In a large part of 46,XY patients with defective external genital differentiation neither alterations of androgen biosynthesis nor of androgen action can be detected. This supports that mechanisms independent from androgen signalling may be involved in male external genital development. Of note, outgrowth of the genital tubercle starts long before the onset of androgen production. HOXA13 mutations in hand-foot-genital syndrome are rare examples of primary defects of genital tubercle development. WNT2 is an intra-cellular signalling molecule that plays roles in sexual differentiation in Drosophila. In a previous microarray-based study, we demonstrated high expression of WNT2 in human foreskin fibroblasts suggesting roles of WNT2 in the human genital tubercle.
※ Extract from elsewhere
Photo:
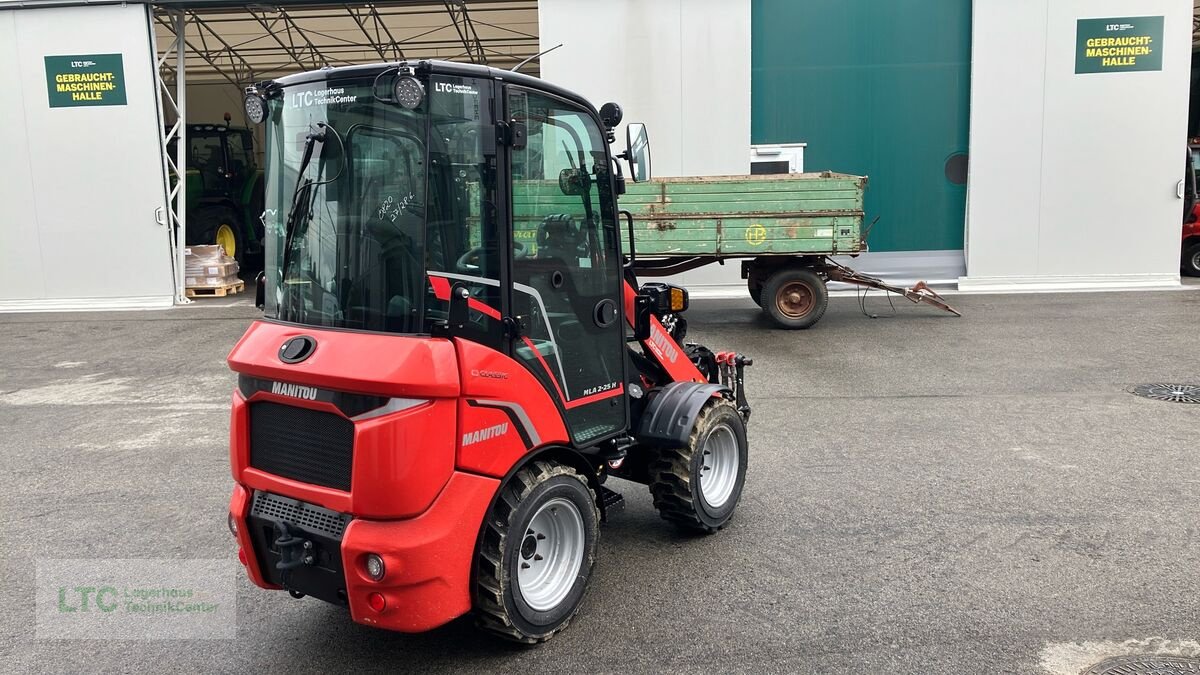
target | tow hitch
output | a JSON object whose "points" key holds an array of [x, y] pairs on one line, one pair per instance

Objectives: To screen for mutations in the WNT2 gene in 46,XY patients (pts) with defective external genital differentiation, normal androgen biosynthesis and exclusion of androgen receptor gene defects.

Methods: 35 pts were screened for WNT2 gene alterations. WNT2 gene was divided into 11 fragments and separately amplified by PCR and analysed by single strand conformation polymorphism analysis (SSCP). Pts were compared with 20 normal controls (10 males, 10 females). DNA-fragments with band shifts in SSCP were directly sequenced.

Results: 5 different nucleotide changes of which 3 were known SNPs were detected. 2 novel nucleotide changes were found. 1011 A/G was identified in 10 pts (all heterozygous) but also in 8 of the normal controls (3 homozygous, 5 heterozygous). A heterozygous C/T exchange at base pair 45905 located in the 3'UTR was only detected in one pt with penile hypospadias (heterozygous) but was absent in all other 54 individuals.

Conclusion: Our data do not support a major role of WNT2 in 46,XY pts with defective external genital development. However, since the 3'UTR may influence RNA stability, it cannot be excluded that the unique 45905 C/T nucleotide change might have influenced WNT2 gene dose and therefore contributed to the hypospadias.